Health Anxiety – Hypnotherapy in Ely and Newmarket

Nov 11, 2021 | Anxiety Stress and Panic Attacks | 0 comments

Health anxiety hypnotherapy in ely

 

Health Anxiety – Hypnotherapy in Ely and Newmarket

Recently a client with health anxiety was telling me how he couldn’t even put the TV on listen to the radio without coming across several mentions of health-related issues.  There’s an almost constant stream of adverts and stories about illness, heart disease, cancer and other health issues. And, of course, over the last couple of years, all the mention of COVID-19, long covid and death from the pandemic has presented a challenge to anyone who struggles with health anxiety.

When I work with health-anxiety clients, they often tell me how any slight physical sensation or niggle gets magnified and amplified inside their imagination.
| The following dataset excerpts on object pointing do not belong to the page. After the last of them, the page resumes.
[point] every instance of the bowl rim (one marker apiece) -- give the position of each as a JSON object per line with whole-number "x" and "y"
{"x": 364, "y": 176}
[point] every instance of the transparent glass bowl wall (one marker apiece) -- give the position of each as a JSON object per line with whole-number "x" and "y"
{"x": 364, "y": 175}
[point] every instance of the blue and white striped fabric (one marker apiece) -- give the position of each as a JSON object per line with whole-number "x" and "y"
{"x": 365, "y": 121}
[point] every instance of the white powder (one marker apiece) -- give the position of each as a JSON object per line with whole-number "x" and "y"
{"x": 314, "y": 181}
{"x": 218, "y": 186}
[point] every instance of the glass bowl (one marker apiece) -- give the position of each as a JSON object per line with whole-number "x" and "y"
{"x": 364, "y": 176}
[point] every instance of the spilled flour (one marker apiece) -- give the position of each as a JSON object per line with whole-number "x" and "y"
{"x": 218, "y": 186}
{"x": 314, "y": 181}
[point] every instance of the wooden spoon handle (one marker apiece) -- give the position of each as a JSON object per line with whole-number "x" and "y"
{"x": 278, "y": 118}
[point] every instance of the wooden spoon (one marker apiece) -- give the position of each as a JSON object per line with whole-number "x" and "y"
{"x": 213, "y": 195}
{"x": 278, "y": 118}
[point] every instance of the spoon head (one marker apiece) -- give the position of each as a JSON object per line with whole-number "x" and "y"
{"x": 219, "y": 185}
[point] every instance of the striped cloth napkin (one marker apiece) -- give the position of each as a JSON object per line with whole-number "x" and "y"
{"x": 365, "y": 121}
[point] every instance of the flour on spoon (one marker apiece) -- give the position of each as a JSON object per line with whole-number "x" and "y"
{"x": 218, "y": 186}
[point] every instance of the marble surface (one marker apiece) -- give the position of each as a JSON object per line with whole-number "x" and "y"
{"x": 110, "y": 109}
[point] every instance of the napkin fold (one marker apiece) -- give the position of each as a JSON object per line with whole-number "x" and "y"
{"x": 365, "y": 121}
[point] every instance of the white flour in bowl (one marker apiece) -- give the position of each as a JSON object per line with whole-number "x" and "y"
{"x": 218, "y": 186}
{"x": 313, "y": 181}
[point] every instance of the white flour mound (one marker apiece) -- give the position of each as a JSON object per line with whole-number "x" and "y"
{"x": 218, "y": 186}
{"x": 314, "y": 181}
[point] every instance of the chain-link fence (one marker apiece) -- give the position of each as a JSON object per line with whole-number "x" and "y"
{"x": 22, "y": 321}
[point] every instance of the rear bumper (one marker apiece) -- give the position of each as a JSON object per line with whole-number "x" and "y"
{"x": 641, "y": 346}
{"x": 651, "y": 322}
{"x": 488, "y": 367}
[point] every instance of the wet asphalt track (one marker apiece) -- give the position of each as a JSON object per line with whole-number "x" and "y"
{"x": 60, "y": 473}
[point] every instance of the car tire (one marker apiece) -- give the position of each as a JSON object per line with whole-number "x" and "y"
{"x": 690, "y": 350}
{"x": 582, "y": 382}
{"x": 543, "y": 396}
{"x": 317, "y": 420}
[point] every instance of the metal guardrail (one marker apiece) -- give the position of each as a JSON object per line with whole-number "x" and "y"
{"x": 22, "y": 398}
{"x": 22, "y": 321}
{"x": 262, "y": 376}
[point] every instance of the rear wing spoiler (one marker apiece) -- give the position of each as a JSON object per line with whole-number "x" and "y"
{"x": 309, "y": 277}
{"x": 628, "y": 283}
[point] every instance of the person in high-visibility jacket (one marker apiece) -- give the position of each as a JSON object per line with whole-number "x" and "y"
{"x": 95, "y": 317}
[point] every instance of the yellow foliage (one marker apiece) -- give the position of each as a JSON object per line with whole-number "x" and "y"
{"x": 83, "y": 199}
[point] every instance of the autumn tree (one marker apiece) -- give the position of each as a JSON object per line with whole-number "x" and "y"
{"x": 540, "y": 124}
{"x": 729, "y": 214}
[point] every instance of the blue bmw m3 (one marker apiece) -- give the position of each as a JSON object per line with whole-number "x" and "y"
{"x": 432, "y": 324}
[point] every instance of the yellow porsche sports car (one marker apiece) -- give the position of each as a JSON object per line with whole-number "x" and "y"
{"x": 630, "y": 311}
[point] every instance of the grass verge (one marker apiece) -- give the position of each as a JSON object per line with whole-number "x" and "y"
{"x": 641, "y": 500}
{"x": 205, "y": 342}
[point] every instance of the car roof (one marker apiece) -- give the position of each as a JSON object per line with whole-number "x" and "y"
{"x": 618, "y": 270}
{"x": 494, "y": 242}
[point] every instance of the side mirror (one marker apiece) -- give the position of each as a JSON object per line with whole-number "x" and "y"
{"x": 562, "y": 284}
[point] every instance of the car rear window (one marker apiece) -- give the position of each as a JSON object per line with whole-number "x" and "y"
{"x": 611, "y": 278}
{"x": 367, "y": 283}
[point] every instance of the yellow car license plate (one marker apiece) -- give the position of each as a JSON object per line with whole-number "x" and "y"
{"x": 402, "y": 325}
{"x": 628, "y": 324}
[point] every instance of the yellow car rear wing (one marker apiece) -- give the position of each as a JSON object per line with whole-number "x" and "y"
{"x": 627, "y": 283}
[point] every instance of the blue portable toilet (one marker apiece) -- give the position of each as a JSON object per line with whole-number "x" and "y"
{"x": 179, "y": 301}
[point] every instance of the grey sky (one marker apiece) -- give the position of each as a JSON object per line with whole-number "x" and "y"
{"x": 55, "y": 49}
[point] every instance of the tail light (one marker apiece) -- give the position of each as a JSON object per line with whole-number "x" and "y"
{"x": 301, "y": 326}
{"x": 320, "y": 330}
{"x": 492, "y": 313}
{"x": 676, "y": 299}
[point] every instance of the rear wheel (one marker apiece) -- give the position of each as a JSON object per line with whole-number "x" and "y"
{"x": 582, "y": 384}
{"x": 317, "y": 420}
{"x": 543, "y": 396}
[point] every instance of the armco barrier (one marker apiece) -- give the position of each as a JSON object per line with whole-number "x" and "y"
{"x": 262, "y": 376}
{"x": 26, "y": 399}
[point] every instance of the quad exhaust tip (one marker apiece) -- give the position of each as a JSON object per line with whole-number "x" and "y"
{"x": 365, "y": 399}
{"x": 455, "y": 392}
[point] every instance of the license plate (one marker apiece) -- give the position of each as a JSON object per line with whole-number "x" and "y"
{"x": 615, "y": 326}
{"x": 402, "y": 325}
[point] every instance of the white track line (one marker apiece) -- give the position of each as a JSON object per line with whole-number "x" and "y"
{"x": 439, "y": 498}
Rather than being able to calmly consider and assess that slight pain, discomfort or niggle, their health-anxiety quickly escalates to a worst-case scenario where it is something serious like cancer (and then there are the fearful thoughts about everything that would come with that from impacts on them and their loved ones, to uncomfortable treatment, anxiety and the panic over their potential death).

Whilst the internet is a wonderful thing, with health-anxiety it can become a source of vague information that always points to a serious health condition (just about any physical symptoms can probably be directed towards something catastrophic like cancer).

And, of course, anxiety itself can cause physical sensations, for example in your stomach, chest or muscles, which adds more fear and anxiety to an already racing mind. Your health anxiety can lead to more sensations and aches, tension and pains, which then only adds to your worries about your health and maintains the things you are feeling in your body.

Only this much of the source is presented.